Example 68.1: Correlations among Physical Variables

The VARCLUS Procedure

Example 68.1: Correlations among Physical Variables

The following data are correlations among eight physical variables as given by Harman (1976). The first PROC VARCLUS run clusters on the basis of principal components, the second run clusters on the basis of centroid components. The third analysis is hierarchical, and the TREE procedure is used to print a tree diagram. The results of the analyses follow.

   data phys8(type=corr);
      title 'Eight Physical Measurements on 305 School Girls';
      title2 'Harman: Modern Factor Analysis, 3rd Ed, p22';
      label height='Height'
            arm_span='Arm Span'
            forearm='Length of Forearm'
            low_leg='Length of Lower Leg'
            weight='Weight'
            bit_diam='Bitrochanteric Diameter'
            girth='Chest Girth'
            width='Chest Width';

      input _name_ $ 1-8
            (height arm_span forearm low_leg weight bit_diam 
             girth width)(7.);
      _type_='corr';
      datalines;
   height  1.0    .846   .805   .859   .473   .398   .301   .382
   arm_span.846   1.0    .881   .826   .376   .326   .277   .415
   forearm .805   .881   1.0    .801   .380   .319   .237   .345
   low_leg .859   .826   .801   1.0    .436   .329   .327   .365
   weight  .473   .376   .380   .436   1.0    .762   .730   .629
   bit_diam.398   .326   .319   .329   .762   1.0    .583   .577
   girth   .301   .277   .237   .327   .730   .583   1.0    .539
   width   .382   .415   .345   .365   .629   .577   .539   1.0
   ;

   proc varclus data=phys8;
   run;

The PROC VARCLUS statement invokes the procedure. By default, PROC VARCLUS clusters on the basis of principal components.

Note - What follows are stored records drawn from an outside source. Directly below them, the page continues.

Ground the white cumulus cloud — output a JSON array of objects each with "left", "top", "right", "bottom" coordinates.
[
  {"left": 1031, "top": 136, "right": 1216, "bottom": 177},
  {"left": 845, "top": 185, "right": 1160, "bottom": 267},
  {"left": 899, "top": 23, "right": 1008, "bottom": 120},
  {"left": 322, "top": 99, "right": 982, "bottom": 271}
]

Output 68.1.1: Principal Cluster Components: Cluster Summary

Eight Physical Measurements on 305 School Girls

Harman: Modern Factor Analysis, 3rd Ed, p22

Oblique Principal Component Cluster Analysis

Cluster summary for 1 cluster
Cluster	Members	Cluster Variation	Variation Explained	Proportion Explained	Second Eigenvalue
1	8	8	4.67288	0.5841	1.7710

Total variation explained = 4.67288 Proportion = 0.5841

Cluster 1 will be split.

Cluster summary for 2 clusters
Cluster	Members	Cluster Variation	Variation Explained	Proportion Explained	Second Eigenvalue
1	4	4	3.509218	0.8773	0.2361
2	4	4	2.917284	0.7293	0.4764

Total variation explained = 6.426502 Proportion = 0.8033

Cluster	Variable	R-squared with		1-R**2 Ratio	Variable Label
Cluster	Variable	Own Cluster	Next Closest	1-R**2 Ratio	Variable Label
Cluster 1	height	0.8777	0.2088	0.1545	Height
	arm_span	0.9002	0.1658	0.1196	Arm Span
	forearm	0.8661	0.1413	0.1560	Length of Forearm
	low_leg	0.8652	0.1829	0.1650	Length of Lower Leg
Cluster 2	weight	0.8477	0.1974	0.1898	Weight
	bit_diam	0.7386	0.1341	0.3019	Bitrochanteric Diameter
	girth	0.6981	0.0929	0.3328	Chest Girth
	width	0.6329	0.1619	0.4380	Chest Width

No cluster meets the criterion for splitting.

As displayed in Output 68.1.1, the cluster component (by default, the first principal component) explains 58.41% of the total variation in the 8 variables.

The cluster is split because the second eigenvalue is greater than 1 (the default value of the MAXEIGEN option).

The two resulting cluster components explain 80.33% of the variation in the original variables. The cluster summary table shows that the variables height, arm_span, forearm, and low_leg have been assigned to the first cluster; and that the variables weight, bit_diam, girth, and width have been assigned to the second cluster.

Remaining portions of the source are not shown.